Model Understanding >

Decision Tree

Decision tree is a widely-used machine learning algorithm for both classification and regression tasks. Unlike time series models, such as ARIMA, decision trees do not assume any specific patterns in the data.

Intuitive and Interpretable

Decision trees are intuitive and easy to interpret models. They work by splitting the data into subsets based on feature values and making predictions based on the subset to which the data belongs. For example, consider a scenario where the price of Bitcoin increases only if it went up both the day before yesterday and yesterday. The decision tree for this scenario might look like the following:

Handles multiple features effectively

Each non leaf node in a decision tree can handle either categorical or continuous features, e.g., if x = "A", then go to left child node, otherwise go to right child node. Since each non leaf node's decision is after the parent node's, it's essentially a tree of complex if-else statements.

Thanks to such capability, exogenous data such as the NASDAQ-100 index can be seamlessly incorporated into the tree.
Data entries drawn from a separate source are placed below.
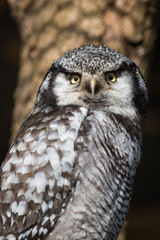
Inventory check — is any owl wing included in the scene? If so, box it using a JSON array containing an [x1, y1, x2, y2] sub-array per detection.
[[0, 108, 86, 239]]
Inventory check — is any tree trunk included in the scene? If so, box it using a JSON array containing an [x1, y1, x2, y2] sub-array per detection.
[[8, 0, 158, 240]]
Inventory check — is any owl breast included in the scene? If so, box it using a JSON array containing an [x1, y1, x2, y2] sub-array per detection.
[[47, 111, 139, 240], [0, 107, 139, 240]]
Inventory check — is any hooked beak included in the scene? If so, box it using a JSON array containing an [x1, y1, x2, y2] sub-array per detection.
[[89, 78, 96, 96]]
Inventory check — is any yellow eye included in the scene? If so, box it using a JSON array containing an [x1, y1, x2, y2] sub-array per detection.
[[70, 74, 81, 84], [105, 72, 117, 83]]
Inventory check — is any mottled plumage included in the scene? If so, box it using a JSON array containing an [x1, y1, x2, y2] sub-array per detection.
[[0, 45, 147, 240]]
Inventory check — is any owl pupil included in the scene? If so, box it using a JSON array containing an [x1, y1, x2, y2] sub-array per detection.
[[108, 75, 113, 80]]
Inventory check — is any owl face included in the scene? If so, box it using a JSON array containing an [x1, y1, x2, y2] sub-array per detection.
[[36, 45, 147, 118]]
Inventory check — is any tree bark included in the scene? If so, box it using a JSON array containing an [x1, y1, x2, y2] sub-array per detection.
[[8, 0, 158, 240]]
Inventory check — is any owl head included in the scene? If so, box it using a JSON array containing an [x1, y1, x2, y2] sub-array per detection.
[[35, 45, 147, 118]]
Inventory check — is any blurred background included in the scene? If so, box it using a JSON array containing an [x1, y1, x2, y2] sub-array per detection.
[[0, 0, 160, 240]]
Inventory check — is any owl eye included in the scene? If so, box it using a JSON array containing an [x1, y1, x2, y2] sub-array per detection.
[[105, 72, 117, 83], [70, 74, 81, 84]]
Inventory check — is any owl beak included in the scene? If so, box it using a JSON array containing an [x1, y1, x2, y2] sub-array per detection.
[[89, 78, 96, 96]]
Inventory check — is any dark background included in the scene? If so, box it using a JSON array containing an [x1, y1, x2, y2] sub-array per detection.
[[0, 0, 160, 240]]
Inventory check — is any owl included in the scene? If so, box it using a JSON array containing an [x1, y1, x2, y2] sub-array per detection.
[[0, 45, 147, 240]]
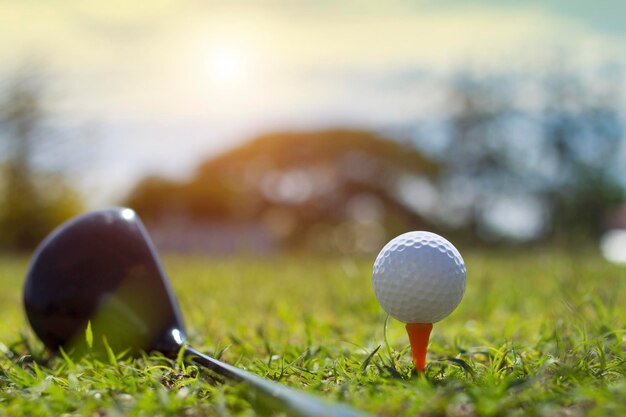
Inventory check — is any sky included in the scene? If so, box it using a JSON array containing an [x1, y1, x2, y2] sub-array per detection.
[[0, 0, 626, 206]]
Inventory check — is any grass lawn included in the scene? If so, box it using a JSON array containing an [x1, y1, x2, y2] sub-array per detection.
[[0, 251, 626, 417]]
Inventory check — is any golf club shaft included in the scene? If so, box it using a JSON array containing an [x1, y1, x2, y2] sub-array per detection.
[[185, 346, 368, 417]]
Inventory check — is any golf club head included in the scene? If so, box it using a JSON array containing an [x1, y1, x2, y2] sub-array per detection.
[[24, 208, 185, 354]]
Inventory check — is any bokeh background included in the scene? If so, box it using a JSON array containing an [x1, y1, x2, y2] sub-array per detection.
[[0, 0, 626, 263]]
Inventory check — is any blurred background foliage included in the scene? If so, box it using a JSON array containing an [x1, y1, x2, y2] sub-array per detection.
[[0, 71, 83, 250], [0, 0, 626, 254], [0, 61, 625, 252]]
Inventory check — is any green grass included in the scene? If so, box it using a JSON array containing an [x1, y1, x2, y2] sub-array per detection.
[[0, 251, 626, 417]]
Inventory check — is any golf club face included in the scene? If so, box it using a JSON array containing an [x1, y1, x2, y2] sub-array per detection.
[[24, 208, 185, 354]]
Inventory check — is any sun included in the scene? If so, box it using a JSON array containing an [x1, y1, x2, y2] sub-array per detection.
[[209, 45, 249, 87]]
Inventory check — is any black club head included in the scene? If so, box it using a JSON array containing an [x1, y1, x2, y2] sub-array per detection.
[[24, 208, 185, 354]]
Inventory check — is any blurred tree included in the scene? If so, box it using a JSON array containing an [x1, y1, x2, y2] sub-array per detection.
[[126, 129, 438, 251], [439, 67, 625, 241], [0, 72, 82, 250]]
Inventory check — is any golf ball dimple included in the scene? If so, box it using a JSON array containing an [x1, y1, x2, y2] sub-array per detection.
[[372, 232, 466, 323]]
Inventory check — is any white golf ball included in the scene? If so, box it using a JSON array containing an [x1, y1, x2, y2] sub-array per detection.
[[372, 232, 466, 323]]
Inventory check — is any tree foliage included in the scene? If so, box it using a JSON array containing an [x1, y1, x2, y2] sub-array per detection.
[[126, 129, 438, 249], [0, 73, 82, 250]]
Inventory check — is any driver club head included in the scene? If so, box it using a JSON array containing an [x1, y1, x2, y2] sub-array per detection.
[[24, 208, 185, 354]]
Also, missing values (e.g., NaN or None) in features can be treated as a category of its own and used as node split criteria. In contrast, methods like ARIMA, which require non-missing values, fails with NaN or None.

Effectiveness

Despite the advancements in deep learning algorithms, decision trees and their ensemble methods often perform surprisingly well. For example, see this discussion on why tree-based models still outperform deep learning on typical tabular data.

Limitations

A decision tree assigns a constant value to leaf node, estimated from the training data. Therefore, if a certain high bitcoin price was never observed in the past, it's not possible for the tree to predict it. Also, decision tree is not designed to handle regularly happening events, such as the seasonality.

Above limitations makes the decision tree difficult to use for time series forecasting while ARIMA can handle them fairly well. This issue can be addresse by methods described in capturing trends and feature generation.

Overfitting

Decision trees are prone to overfitting, especially when the tree is deep. This can be mitigated by using ensemble methods such as random forests, or gradient boosting, or by limiting the depth of the tree.

Capturing complex regions

Making trees shallow does avoid overfitting, but it introduces the problem of rectangular splits. For instance, a node that splits on ((x > 100) and (y < 50))divides a region by drawing vertical and horizontal lines, and it cannot capture more complex regions like x^2 < y.

Decision tree for Air Passengers

To demonstrate model performance, we show the model's prediction results for the air passengers dataset. The cross validation process identified the best transformation to make the time series stationary and the optimal hyperparameters. The Root Mean Squared Error on the next day's closing price was used to determine the best model.

In the chart, we display the model's predictions for last split of cross validation and test data.

  1. train: Training data of the last split.
  2. validation: Validation data of the last split.
  3. prediction (train, validation): Prdiction for train and validation data period. For each row (or a sliding window) of data, predictions are made for n days into the future (where n is set to 1, 2, 7). The predictions are then combined into a single series of dots. Since the accuracy of predictions decreases for large n, we see some hiccups in the predictions. The predictions from the tail of the train spills into the validation period as that's future from the 'train' data period viewpoint. These are somewhat peculiar settings, but it works well in testing if the model's predictions are good enough.
  4. test(input): Test input data.
  5. test(actual): Test actual data.
  6. prediction(test): The model's prediction given the test input. There's only one prediction from the last row (or the last sliding window) of the test input which corresponds to 1, 2, 7 days later after 'test(input)'.

Decision tree model predicts the increases percentage of air passengers as described in capturing trends.